I mean people say — even about Andy's paintings like Campbell's Soup or when he did Mao or something 16 feet high — "Is this a joke?"
And he'd say, "Well, it's sort of a joke, but it's also really serious."
It was always visually beautiful. Very simple lay out, big photographs. He told me there's only two rules for you as editor: every photograph should be full page, and no type on photos. He really believed in photography as an art form.
You were 22 years old when you started there. What was the direction you got about what you were suppose to do with these interviews?
I remember one of the first issues I edited with my deputy, who also was at Columbia film school, his name was Glenn O'Brien. He passed away earlier this year.
We did this special Elvis Presley issue. We both wrote poems about Elvis, and Andy looked at those poems and said, "No more poetry. No more writing, just tape recording — that's what's modern."

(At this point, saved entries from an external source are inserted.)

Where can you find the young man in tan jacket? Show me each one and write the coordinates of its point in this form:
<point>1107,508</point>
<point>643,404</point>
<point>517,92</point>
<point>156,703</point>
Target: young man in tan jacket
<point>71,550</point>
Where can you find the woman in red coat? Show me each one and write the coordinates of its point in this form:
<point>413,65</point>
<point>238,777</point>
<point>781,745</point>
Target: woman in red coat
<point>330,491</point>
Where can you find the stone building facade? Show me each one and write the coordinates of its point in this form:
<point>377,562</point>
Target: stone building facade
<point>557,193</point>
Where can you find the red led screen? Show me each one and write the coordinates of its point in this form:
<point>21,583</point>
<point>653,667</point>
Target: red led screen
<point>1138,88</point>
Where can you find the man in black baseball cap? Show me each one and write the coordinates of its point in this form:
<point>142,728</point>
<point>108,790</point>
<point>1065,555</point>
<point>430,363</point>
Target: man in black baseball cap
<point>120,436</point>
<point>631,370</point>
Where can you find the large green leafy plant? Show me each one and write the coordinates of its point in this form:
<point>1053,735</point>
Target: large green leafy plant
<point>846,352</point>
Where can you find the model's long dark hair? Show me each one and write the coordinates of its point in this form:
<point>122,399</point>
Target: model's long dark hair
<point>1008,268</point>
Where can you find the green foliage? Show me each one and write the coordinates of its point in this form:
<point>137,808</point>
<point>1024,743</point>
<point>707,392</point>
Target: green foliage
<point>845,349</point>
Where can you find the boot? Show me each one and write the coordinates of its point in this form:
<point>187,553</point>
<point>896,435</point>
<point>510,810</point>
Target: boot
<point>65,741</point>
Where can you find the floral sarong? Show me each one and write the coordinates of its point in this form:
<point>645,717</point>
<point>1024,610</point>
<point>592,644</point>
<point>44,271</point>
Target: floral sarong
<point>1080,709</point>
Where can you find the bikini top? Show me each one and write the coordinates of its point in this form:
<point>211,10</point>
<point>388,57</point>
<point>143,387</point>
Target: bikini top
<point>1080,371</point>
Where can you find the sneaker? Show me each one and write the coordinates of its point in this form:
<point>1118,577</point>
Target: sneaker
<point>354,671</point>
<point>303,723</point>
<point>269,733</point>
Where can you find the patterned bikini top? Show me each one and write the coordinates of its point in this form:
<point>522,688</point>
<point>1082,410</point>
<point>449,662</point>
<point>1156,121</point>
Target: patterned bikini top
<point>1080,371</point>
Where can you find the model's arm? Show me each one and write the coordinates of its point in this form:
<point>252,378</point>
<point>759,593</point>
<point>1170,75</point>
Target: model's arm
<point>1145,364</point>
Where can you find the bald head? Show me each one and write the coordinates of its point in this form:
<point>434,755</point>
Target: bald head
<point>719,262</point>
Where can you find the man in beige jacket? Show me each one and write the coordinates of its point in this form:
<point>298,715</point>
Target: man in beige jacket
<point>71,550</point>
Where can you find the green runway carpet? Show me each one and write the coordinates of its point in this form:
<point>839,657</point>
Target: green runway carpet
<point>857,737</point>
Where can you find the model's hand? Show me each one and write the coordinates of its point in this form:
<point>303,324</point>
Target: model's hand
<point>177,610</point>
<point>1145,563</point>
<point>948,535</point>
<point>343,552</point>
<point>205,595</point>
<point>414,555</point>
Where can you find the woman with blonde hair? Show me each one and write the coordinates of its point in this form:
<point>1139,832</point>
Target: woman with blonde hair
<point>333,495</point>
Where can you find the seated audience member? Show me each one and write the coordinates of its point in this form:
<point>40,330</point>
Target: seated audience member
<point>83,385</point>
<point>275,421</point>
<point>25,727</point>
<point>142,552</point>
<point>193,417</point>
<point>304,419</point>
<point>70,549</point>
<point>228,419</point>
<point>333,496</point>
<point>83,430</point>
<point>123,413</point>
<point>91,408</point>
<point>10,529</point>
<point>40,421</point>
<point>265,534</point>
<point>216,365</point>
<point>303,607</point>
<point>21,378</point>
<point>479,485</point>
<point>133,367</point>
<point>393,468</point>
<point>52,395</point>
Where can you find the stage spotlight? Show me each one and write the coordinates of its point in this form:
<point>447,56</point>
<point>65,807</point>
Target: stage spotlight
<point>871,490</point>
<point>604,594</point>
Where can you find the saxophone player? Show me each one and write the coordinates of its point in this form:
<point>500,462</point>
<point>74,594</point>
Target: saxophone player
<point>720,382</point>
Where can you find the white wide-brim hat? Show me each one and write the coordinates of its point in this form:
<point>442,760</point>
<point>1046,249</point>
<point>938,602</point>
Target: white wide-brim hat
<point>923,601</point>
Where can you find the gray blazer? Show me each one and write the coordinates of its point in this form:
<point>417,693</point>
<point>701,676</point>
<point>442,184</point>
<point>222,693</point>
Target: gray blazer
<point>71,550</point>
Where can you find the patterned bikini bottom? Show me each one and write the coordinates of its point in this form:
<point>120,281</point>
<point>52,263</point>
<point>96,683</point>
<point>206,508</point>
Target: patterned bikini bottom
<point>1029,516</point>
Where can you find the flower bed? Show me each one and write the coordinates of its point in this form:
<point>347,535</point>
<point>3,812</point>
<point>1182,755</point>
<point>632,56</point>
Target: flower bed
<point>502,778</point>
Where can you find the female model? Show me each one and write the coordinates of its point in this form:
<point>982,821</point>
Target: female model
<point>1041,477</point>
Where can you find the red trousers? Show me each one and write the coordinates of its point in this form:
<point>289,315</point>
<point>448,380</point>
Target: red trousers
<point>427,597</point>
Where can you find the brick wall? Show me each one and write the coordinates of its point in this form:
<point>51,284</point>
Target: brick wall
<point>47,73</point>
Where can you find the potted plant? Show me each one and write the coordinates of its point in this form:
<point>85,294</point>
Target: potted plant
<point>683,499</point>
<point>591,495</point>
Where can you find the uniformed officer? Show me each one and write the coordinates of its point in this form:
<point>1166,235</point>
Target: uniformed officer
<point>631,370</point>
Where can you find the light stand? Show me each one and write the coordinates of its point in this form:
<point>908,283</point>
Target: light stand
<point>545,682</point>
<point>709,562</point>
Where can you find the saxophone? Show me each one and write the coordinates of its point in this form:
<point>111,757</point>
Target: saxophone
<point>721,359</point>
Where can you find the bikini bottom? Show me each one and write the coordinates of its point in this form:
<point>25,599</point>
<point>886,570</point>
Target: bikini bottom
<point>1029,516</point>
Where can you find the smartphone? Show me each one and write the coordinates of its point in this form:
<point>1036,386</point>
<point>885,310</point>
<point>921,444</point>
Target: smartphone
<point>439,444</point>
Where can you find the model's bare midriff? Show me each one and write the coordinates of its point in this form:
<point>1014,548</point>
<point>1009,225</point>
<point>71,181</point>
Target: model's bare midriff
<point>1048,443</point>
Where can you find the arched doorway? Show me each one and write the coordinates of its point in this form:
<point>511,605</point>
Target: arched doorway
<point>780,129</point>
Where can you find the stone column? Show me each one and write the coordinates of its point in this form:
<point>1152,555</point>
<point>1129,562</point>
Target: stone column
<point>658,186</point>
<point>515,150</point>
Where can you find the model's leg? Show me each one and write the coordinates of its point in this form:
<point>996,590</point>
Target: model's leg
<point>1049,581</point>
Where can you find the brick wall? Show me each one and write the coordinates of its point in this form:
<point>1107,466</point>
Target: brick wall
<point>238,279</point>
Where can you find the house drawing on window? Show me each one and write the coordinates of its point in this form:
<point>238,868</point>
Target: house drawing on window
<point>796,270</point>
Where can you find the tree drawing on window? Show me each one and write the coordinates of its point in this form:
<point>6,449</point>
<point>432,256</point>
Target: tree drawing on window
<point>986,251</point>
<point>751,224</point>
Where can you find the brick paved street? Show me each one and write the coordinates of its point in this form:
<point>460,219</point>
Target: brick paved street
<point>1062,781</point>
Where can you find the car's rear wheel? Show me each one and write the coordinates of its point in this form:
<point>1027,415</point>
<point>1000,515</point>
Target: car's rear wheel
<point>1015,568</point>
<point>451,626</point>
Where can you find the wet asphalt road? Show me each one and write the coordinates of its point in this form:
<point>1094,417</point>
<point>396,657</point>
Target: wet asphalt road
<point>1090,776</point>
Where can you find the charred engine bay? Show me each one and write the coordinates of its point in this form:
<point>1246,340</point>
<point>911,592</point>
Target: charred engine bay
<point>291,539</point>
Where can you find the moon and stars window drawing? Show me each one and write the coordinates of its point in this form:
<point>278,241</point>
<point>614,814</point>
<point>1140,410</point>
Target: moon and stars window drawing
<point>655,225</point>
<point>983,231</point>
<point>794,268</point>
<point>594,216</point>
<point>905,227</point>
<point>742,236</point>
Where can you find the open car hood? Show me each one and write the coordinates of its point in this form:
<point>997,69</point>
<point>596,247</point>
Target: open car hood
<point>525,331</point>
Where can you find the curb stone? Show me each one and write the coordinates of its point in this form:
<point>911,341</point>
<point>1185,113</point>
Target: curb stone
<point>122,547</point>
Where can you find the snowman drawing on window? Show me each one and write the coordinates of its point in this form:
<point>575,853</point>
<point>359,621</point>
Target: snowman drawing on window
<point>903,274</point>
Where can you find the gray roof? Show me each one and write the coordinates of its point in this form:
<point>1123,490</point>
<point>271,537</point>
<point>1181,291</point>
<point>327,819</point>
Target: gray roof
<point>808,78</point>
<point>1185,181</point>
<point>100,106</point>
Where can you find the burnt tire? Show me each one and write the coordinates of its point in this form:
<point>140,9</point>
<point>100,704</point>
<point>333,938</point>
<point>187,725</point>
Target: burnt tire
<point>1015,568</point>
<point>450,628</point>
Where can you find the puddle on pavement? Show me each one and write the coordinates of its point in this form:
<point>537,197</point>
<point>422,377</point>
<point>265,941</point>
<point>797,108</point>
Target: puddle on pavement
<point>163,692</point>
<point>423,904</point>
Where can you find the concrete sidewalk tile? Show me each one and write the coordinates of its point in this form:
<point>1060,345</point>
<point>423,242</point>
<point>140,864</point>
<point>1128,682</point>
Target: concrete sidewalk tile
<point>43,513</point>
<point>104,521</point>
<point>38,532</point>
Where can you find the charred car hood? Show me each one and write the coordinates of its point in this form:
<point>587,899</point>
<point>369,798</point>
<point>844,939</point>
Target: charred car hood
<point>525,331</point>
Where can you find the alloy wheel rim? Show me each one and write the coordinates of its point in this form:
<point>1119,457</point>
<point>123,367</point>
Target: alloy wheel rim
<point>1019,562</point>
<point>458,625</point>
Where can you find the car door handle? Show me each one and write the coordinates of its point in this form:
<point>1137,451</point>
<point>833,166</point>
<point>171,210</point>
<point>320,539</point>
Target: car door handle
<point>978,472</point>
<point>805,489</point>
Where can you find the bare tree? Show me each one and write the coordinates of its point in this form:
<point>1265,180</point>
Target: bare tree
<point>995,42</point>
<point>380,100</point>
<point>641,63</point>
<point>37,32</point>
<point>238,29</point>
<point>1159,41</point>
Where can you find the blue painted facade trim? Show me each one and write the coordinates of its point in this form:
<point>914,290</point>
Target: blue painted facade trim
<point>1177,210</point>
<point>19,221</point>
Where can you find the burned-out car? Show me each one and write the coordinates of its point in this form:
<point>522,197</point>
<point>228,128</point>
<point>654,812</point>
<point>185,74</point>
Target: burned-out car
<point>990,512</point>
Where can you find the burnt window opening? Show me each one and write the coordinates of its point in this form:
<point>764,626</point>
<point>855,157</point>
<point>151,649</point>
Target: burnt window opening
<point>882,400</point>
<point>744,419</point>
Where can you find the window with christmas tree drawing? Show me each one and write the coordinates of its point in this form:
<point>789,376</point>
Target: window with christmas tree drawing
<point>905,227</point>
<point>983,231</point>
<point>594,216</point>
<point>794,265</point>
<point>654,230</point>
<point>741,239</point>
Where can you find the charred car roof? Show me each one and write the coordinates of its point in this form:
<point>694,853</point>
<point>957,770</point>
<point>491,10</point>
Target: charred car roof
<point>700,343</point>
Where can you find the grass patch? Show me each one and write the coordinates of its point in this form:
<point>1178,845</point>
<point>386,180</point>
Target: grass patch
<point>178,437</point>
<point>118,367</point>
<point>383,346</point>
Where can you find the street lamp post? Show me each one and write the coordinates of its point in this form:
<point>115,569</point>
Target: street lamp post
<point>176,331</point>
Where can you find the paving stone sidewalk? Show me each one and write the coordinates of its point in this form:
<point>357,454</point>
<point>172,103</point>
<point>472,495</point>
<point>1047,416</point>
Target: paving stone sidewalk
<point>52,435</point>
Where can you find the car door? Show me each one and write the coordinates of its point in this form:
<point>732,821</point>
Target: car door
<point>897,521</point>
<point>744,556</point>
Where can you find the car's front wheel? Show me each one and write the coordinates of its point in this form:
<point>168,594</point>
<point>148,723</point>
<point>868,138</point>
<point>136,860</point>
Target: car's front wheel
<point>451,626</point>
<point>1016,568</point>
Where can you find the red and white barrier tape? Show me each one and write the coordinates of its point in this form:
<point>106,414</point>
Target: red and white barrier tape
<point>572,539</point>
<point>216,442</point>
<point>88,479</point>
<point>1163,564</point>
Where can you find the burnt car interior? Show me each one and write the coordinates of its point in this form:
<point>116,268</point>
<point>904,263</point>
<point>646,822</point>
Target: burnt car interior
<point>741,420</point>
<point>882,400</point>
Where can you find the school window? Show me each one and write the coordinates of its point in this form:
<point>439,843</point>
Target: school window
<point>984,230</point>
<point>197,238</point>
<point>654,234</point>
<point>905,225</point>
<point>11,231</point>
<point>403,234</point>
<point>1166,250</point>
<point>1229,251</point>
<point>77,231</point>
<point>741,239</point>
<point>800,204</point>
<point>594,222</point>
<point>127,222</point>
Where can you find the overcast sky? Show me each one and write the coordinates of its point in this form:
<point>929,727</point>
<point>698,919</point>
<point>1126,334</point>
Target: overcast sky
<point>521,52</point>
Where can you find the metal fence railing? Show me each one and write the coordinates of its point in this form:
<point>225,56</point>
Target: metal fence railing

Andy always said that everything he did should be fast, easy, cheap and modern. And by modern, he meant new.
He thought if anything was too hard to do, or cost too much money to do, he shouldn't be doing it. We were learning on the job and he was learning on the job. He had never published a magazine before.
And of course, you had this high-tech innovation called the cassette tape recorder.
Right, which Andy carried everywhere he went. He called it his wife, Sony.
What was your favourite? What was your best moment?
A kind of surreal moment was going to the White House to interview Nancy Reagan with Andy because Andy and Nancy were just like on two different planets.
She was really square and she just didn't get Andy. And Andy started off by saying, "Gee, Hollywood people are so mean. They talk behind your back before you even leave the room."
And Mrs. Reagan said, "Andy, I think I am a Hollywood person."
I mean, that's what Interview did. We just put together a lot of bizarre combinations of people.
Even if they weren't interviewing each other, it was in an issue. You would go from Paul Vogler, chairman of the Federal Reserve Commission, to Iman, to Diane von Furstenberg.
Every issue was like some crazy dinner party where nobody really knew anybody else, but they all ended up having a great time.